Proof. Consider elements $a_1, a_2, \dots, a_{s-1}\in \mathfrak a$, $1 \le s \le r$, such that $\mathrm{ht}(a_1, a_2, \dots, a_{s-1})= s-1$, and let $\mathfrak p_1,\mathfrak p_2,\dots,\mathfrak p_n\subset R$ be the minimal prime divisors of $(a_1, a_2, \dots, a_{s-1})$. Then, using Krull’s Dimension Theorem, we have $\mathrm{ht}\,\mathfrak p_i\le s-1<r$ for all $i$. Since $\mathrm{ht}\,\mathfrak a=r$, this implies a $\mathfrak a\not\subset \mathfrak p_i$ for all $i$ and, hence, $\mathfrak a\,\not \subset \cup_{i=1}^n\,\mathfrak p_i$ by 1.3/7. Thus, choosing $a_s\in \mathfrak a-\cup_{i=1}^n\,\mathfrak p_i$, we get $\mathrm{ht}(a_1, a_2, \dots, a_s)\ge s$ and, in fact $\mathrm{ht}\,(a_1, a_2, \dots, a_s)= s$ by Krull’s Dimension Theorem.
This Lemma comes from Siegfried Bosch's book Algebraic Geometry and Commutative Algebra, section 2.4, Lemma 10, page 77. I don't understand why we obtain $\mathrm{ht}(a_1, a_2, \dots, a_s)\ge s$ from $\mathrm{ht}(a_1, a_2, \dots, a_{s-1})= s-1$. I can only get $\mathrm{ht}(a_1, a_2, \dots, a_s)\ge s-1$ due to $(a_1, a_2, \dots, a_{s-1})\subset (a_1, a_2, \dots, a_{s})$.
Could you show me the proof of this point? Thanks very much!
$\operatorname{ht}(a_1,\cdots, a_s)=\min \operatorname{ht} \mathfrak{p}$ where $\mathfrak{p}$ is a prime ideal containing $(a_1,\cdots, a_s).$
If $\operatorname{ht}(a_1,\cdots, a_s)<s$, then there is a prime ideal $\mathfrak{p}$ containing $(a_1,\cdots, a_s)$ such that $\operatorname{ht} \mathfrak{p}\leq s-1<s$.
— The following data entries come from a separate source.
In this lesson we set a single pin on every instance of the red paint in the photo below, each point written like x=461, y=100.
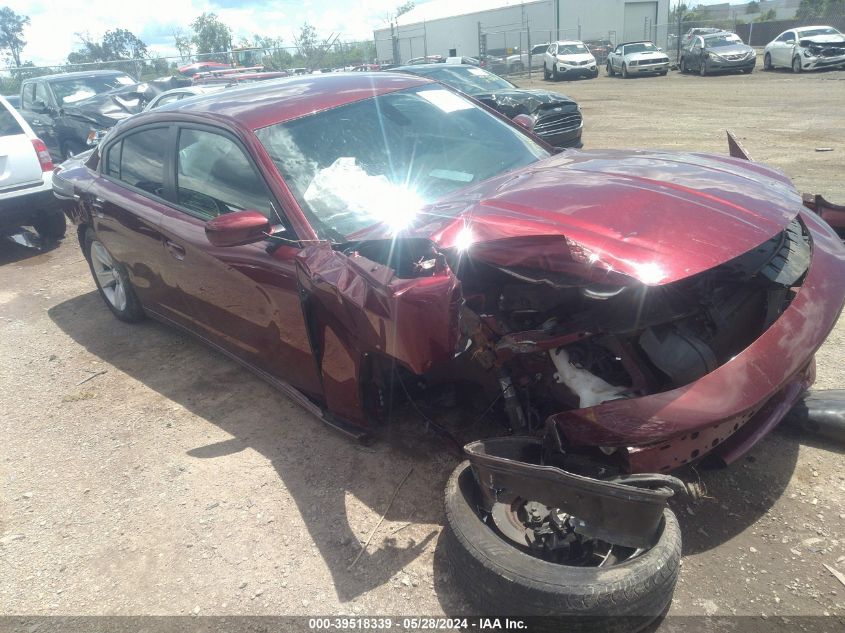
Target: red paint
x=235, y=229
x=310, y=316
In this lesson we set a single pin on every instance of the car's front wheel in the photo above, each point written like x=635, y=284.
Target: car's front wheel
x=50, y=225
x=112, y=281
x=593, y=584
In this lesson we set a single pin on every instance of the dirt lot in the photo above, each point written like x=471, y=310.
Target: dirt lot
x=175, y=482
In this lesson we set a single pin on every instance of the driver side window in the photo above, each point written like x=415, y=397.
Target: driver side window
x=214, y=176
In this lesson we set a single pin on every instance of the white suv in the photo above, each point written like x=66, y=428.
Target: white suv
x=569, y=58
x=26, y=179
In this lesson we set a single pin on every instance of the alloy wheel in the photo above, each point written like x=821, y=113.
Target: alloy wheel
x=108, y=277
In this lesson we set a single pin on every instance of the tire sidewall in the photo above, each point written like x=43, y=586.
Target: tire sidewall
x=556, y=585
x=133, y=311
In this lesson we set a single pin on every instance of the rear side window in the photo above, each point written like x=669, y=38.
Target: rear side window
x=8, y=124
x=142, y=160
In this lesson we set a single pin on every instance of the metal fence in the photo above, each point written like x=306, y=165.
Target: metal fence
x=336, y=54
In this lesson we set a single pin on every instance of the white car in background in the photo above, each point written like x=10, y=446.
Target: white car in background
x=570, y=58
x=26, y=179
x=805, y=48
x=637, y=58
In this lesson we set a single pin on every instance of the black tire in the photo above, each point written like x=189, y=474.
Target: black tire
x=51, y=225
x=502, y=580
x=132, y=311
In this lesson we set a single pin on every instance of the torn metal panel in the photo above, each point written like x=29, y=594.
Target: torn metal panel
x=833, y=214
x=356, y=306
x=612, y=511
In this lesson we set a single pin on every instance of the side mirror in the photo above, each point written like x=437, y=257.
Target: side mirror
x=39, y=107
x=523, y=120
x=238, y=228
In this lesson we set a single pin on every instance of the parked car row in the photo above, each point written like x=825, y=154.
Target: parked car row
x=357, y=239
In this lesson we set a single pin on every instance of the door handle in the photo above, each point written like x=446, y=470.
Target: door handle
x=175, y=249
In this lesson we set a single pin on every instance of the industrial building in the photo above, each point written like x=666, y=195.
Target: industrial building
x=473, y=27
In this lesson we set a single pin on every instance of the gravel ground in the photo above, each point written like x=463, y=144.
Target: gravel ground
x=174, y=482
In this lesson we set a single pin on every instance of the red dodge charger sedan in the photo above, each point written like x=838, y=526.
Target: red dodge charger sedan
x=355, y=238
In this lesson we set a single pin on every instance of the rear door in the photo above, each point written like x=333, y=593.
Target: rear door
x=19, y=166
x=245, y=299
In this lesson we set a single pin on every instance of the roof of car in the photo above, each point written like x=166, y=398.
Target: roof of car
x=274, y=101
x=83, y=73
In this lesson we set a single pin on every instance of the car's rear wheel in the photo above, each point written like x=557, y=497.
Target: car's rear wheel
x=112, y=281
x=593, y=584
x=50, y=225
Hence $\mathfrak{p}$ is one of the $\mathfrak{p}_i$'s. But that implies $(a_1,\cdots, a_s)\subset \mathfrak{p}\subset \cup_i \mathfrak{p}_i$, hence $a_s\in \cup_i \mathfrak{p}_i$, a contradiction. Thus, $\operatorname{ht}(a_1,\cdots, a_s)\geq s$.